Sous le Regent's Park Open Air Theatre – Review

Shucked a un pedigree décent: un hit-dormeur à New York il y a deux saisons grâce à un grand bouche-à-oreille et à une campagne publicitaire joyeusement agressive qui a plâtré les oreilles jaunes de cors partout, elle est à nouveau dirigée par le vainqueur de Tony Jack O'Brien. Les auteurs-compositeurs Brandy Clark et Shane McAnally sont des lauréats record dans la sphère de musique country, et seul un curmudgeon ne se réchaufferait pas à l'exubérance loufoque du livre de Horn qui ressemble fréquemment à une liste de blagues plutôt qu'à un script.

Le complot fragile voit une communauté isolée (pensez Brigadoonvenant au parc plus tard cet été, mais avec des accents sud profonds) dont la seule industrie et la subsistance est le maïs, face à l'obsolescence lorsque leur culture jaune très importante commence catastrophiquement à échouer, et innocente Maizy (Sophie McShera, un mélange attachant de Sunshine, Wesoleness and Steel) va à la grande ville (Tampa, FL!) Pour chercher une aide. La jolie production d'O'Brien est occupée mais axée, créant un monde où le charme de Backwoods cohabite de manière agréablement avec l'ingéniosité du showbiz. La chorégraphie de Barnstorming de Sarah O'Gleby, hommage d'une pléthore de tropes de mise en scène familiers, est un facteur majeur dans ce domaine. Il en va de même pour la grange attrayante et animée de la créatrice de Scott Pask, et les contributions colorées et accrues de Japhy Weideman (éclairage) et de Tilly Grimes (costumes).
Alex Newell a volé le spectacle sur Broadway en tant que distillateur local et femme autodidacte Lulu, qui est également le cousin de Maizy. Cela se produit à nouveau à Londres avec la performance tout aussi grésillante de Georgina Onuorah, ceinturant stratosphérique et dispensant des Wisecracks («Ces sourcils ne sont peut-être pas mes enfants, mais je vais les élever») avec un tournoi à la hanche et un aplomb fatigué.
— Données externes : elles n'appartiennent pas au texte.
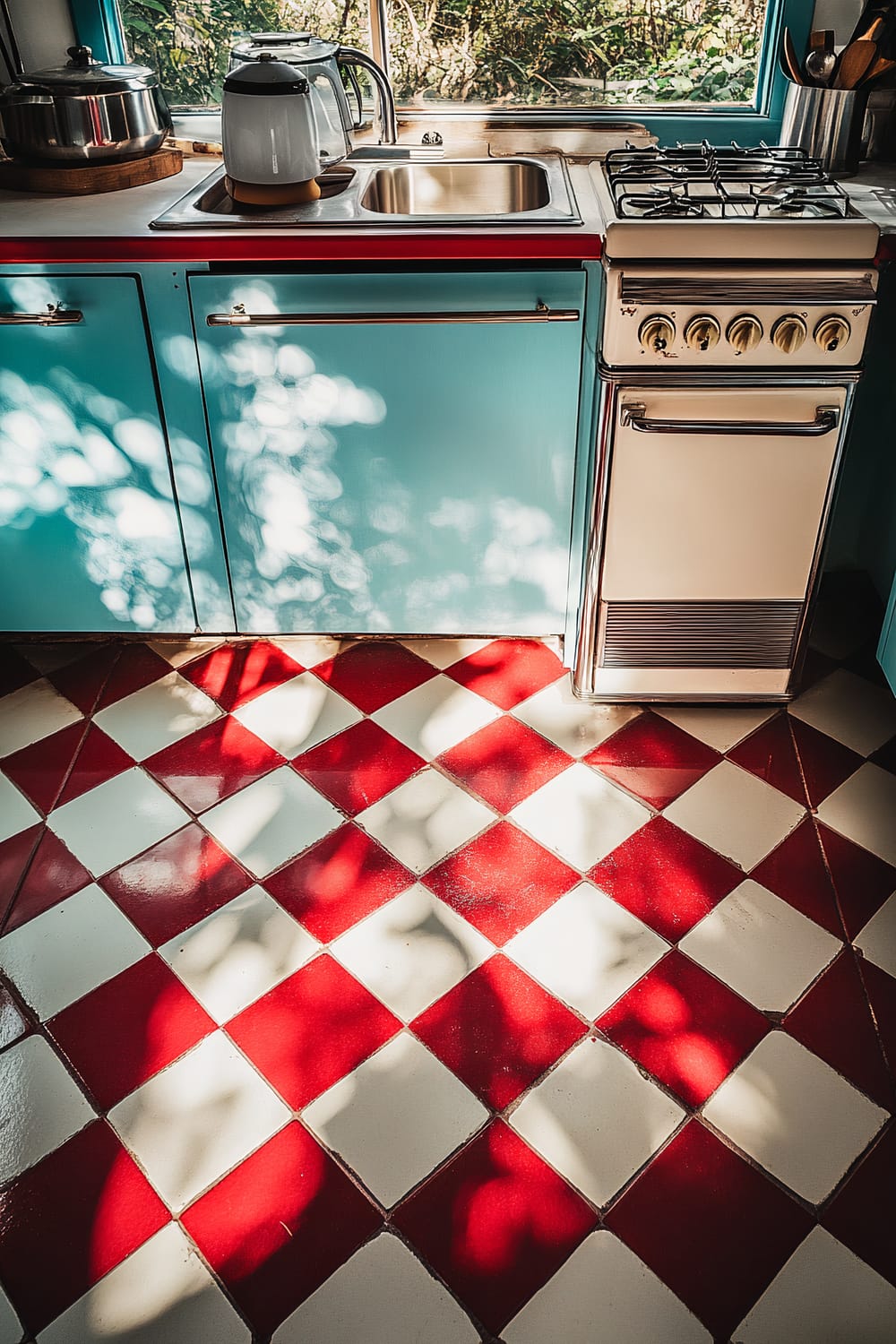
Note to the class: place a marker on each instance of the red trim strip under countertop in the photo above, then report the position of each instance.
(358, 247)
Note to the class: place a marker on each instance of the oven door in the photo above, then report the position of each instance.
(715, 507)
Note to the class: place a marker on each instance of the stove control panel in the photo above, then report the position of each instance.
(754, 317)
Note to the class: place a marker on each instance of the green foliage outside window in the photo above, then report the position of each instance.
(503, 53)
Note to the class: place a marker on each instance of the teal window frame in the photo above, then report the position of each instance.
(99, 26)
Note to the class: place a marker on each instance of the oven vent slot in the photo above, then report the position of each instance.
(796, 290)
(700, 634)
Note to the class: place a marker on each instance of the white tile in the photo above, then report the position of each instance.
(31, 712)
(573, 725)
(877, 938)
(587, 949)
(796, 1116)
(823, 1295)
(850, 709)
(193, 1123)
(581, 814)
(759, 945)
(117, 820)
(238, 953)
(397, 1117)
(160, 1293)
(40, 1107)
(595, 1118)
(179, 652)
(158, 715)
(16, 812)
(425, 819)
(864, 809)
(735, 814)
(411, 951)
(271, 820)
(298, 714)
(445, 652)
(69, 951)
(381, 1296)
(719, 726)
(435, 717)
(605, 1281)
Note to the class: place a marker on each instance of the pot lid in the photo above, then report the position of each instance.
(266, 75)
(304, 47)
(83, 75)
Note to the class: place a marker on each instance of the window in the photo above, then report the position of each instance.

Si elle n'est pas différente de son magnifique Ado Annie dans le Daniel Fish Oklahoma! Eh bien, elle était spectaculaire là aussi.
Clark et McAnally Mélodious, par intermittence percutant, Score joue le deuxième violon des rires du ventre du script de Horn, mais insuffle avec succès le genre country avec théâtralité. Plusieurs numéros individuels ont frappé à la maison. Ben Joyce, athlétique et fabuleux en tant qu'intérêt romantique de Maizy, des voix qui disposaient du toit du théâtre s'il en avait un, obtient un Cri de cœ blues et bluesy dans le ver d'oreille «quelqu'un sera» où il se rend compte que leur relation est hors des rails et il pourrait être mieux apprécié ailleurs. Il y a un showstopper authentique dans chaque acte: Onuorah cloue l'hymne épineux-sexy qui est pratiquement un hymne féministe, et dans la seconde moitié de la distribution masculine déposée sur le «meilleur homme des meilleurs hommes» où la chorégraphie de McGleby, faisant un usage inventif de barils, de planches et de posturation de Macho, de la chorégraphie de McGley, à un effet excitant.
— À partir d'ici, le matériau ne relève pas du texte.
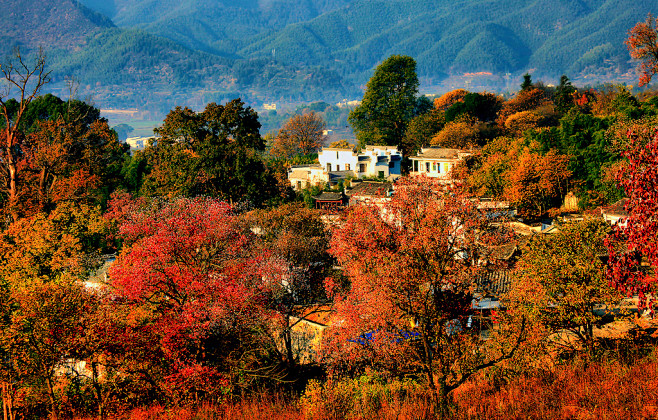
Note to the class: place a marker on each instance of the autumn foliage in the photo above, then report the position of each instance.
(637, 234)
(194, 283)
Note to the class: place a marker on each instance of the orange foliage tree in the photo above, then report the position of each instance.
(637, 234)
(459, 134)
(412, 266)
(28, 79)
(536, 183)
(525, 100)
(195, 283)
(446, 100)
(642, 43)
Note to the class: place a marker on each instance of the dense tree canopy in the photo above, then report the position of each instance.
(389, 103)
(300, 135)
(215, 152)
(412, 265)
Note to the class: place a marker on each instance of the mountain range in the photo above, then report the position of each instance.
(309, 49)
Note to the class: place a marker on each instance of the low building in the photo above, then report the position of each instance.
(370, 192)
(330, 201)
(337, 163)
(436, 162)
(304, 176)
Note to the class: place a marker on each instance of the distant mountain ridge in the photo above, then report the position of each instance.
(315, 49)
(445, 36)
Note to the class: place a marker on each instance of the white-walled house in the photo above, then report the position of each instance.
(339, 163)
(436, 162)
(303, 176)
(380, 161)
(335, 159)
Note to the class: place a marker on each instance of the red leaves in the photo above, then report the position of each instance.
(197, 277)
(635, 237)
(411, 267)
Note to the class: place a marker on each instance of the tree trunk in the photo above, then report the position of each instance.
(13, 177)
(42, 188)
(98, 390)
(51, 396)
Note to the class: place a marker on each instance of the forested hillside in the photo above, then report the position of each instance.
(289, 51)
(444, 36)
(218, 26)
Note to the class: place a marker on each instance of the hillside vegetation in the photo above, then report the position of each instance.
(280, 50)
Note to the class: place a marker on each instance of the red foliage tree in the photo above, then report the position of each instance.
(412, 267)
(642, 43)
(634, 238)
Monique Ashe-Palmer et Steven Webb sont très drôles et simples comme une paire de narrateurs de camp avec plus de connexion avec l'histoire qu'un premier soupçonne initialement. L'ensemble est formidable et il y a joyeusement le travail de Matthew Seadon-Young en tant que ville de ville pour exploiter les habitants du comté de Cob, et Keith Ramsay soulève une philosophie sans gorgée à une forme d'art en tant que garrule et idiot Savant Farmhand.
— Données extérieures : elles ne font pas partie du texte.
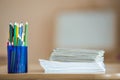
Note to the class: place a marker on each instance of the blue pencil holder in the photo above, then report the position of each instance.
(17, 59)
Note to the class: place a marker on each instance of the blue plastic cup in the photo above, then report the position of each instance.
(17, 59)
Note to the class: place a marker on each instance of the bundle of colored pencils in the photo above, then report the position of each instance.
(18, 34)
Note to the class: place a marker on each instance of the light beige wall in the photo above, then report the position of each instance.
(40, 15)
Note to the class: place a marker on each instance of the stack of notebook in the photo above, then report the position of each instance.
(74, 61)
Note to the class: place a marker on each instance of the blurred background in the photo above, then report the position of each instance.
(90, 24)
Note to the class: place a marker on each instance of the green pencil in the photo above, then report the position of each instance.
(15, 34)
(11, 33)
(26, 34)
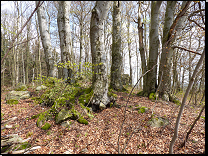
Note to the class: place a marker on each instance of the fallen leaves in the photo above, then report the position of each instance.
(100, 136)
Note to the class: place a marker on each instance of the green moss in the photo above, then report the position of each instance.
(12, 101)
(152, 96)
(35, 116)
(46, 126)
(177, 102)
(82, 121)
(140, 93)
(142, 109)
L'humour constitue une inlasie pour ce qui lui manque en sophistication («Vous pouvez mettre du sucre sur les chevaux ** t mais cela n'en fait pas un brownie» «Maintenant tu me dis ?!») Mais achetez-y et vous rirez beaucoup. Incorporer une charge de cœur de semi-remorque, plusieurs barils de bonne volonté, de musique tapant du pied, et vous avez un spectacle attrayant, bien que qui se sent à l'occasion un peu perdu et surpris dans le grand espace ouvert du parc Regent.

C'est la tarte mignonne teintée de maïs et country d'une comédie musicale dont vous ne saviez pas que vous aviez besoin. Comme ce légume jaune omniprésent, il n'est que modérément nourrissant mais il est doux et étonnamment délicieux.